Ag–polytetrafluoroethylene composite coating on stainless steel as bipolar plate of proton exchange membrane fuel cell

Forming a coating on metals by surface treatment is a good way to get high performance bipolar plate of proton exchange membrane fuel cell (PEMFC). In our research, Ag–polytetrafluoroethylene (PTFE) composite film was electrodeposited with silver-gilt solution of nicotinic acid by a bi-pulse electroplating power supply on 316 L stainless steel bipolar plate of PEMFC. Surface topography, contact angle, interfacial conductivity and corrosion resistance of the bipolar plate samples were investigated. Results showed that the defects on the Ag–PTFE composite coating are greatly reduced compared with those on the pure Ag coating fabricated under the same condition; and the contact angle of the Ag–PTFE composite coating with water is 114°, which is much bigger than that of the pure Ag coating (73°).
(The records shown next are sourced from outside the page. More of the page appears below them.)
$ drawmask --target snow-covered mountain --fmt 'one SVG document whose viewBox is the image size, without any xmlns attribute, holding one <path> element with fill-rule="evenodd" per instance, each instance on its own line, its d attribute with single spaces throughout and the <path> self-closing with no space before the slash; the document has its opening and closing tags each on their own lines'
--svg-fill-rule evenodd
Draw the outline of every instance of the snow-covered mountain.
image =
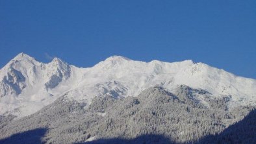
<svg viewBox="0 0 256 144">
<path fill-rule="evenodd" d="M 22 117 L 61 96 L 90 104 L 95 97 L 134 97 L 155 86 L 173 91 L 181 85 L 206 90 L 213 97 L 229 97 L 230 108 L 256 106 L 256 80 L 203 63 L 144 62 L 113 56 L 92 67 L 79 68 L 57 58 L 44 64 L 20 53 L 0 70 L 0 115 Z M 198 98 L 207 105 L 203 97 Z"/>
</svg>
In addition, the interfacial contact resistance of the composite coating stays as low as the pure Ag coating; and the bipolar plate sample with composite coating shows a close corrosion resistance to the pure Ag coating sample in potentiodynamic and potentiostatic tests. Coated 316 L stainless steel plate with Ag–PTFE composite coating exhibits well hydrophobic characteristic, less defects, high interfacial conductivity and good corrosion resistance, which shows a great potential of the application in PEMFC.